Con el rostro desencajado, Enrique se dirigió ruidosamente a la cocina.
–¡Nunca más! ¿Me
oye? –gritó Elena con voz desgarrada. Se vio salir a Enrique andando hacia
atrás. Un cuchillo apuntando hacia su pecho, firme en la mano que lo sostenía,
asomaba por el hueco de la cocina. Enrique siguió reculando despacio, sin dejar
de mirar la punta del arma. Una vez alejado del peligro, se volvió despacio y
salió de la taberna. El cuchillo desapareció en la cocina.
El ambiente era
tenso, nadie se atrevía a romperlo. Al rato, un anciano que no estaba muy en
sus cabales, volvió a reír. Fue el detonante para que poco a poco, el resto se
contagiara. Y tuvieron tema para rato.
El hacha se hundió
en el tronco, saltaron astillas. Un golpe más, otro y otro, hasta que se partió.

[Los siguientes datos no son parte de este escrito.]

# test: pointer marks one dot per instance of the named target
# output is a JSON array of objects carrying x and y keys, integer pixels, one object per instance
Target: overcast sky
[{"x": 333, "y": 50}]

Y cada vez que hendía la madera repetía un nombre, Enrique. Sudaba, estaba
cansada, le dolían las manos, los brazos, los hombros. Pero el trabajo físico
le vino bien. Necesitaba descargar su furia. En el patio de su casa había
suficiente leña para cortar hasta aburrirse o caer exhausta. Se detuvo a coger
los últimos trozos cortados. Le costaba agacharse, le dolían también la cintura
y los riñones. Ahora se sentía bien.
Antes, en su
habitación, había intentado leer y le resultó imposible. Entonces recordó que
su padre había mencionado que tenía que cortar leña. Lo había pasado realmente
mal, como si ella fuera la culpable.
Al salir del
trabajo, había pensado en ir hasta la laguna, pero no quería que nadie pensara
que huía y se encontraba mal. Al fin y al cabo, el único culpable era el
maldito tabernero, no quería ni pronunciar su nombre. Tenía que seguir con su
vida, así que volvió a casa.
Así que pese a que
el primer impulso cuando se le pasó el llanto fue dejar la taberna, se
convenció a sí misma de que no era lo mejor. Acabó en la cocina y salió, estuvo
recogiendo los vasos y platos. Quedaban pocos clientes que fueron yéndose, a
sabiendas de que la normalidad había vuelto al lugar. Cuando acabó la faena,
cerró y se fue.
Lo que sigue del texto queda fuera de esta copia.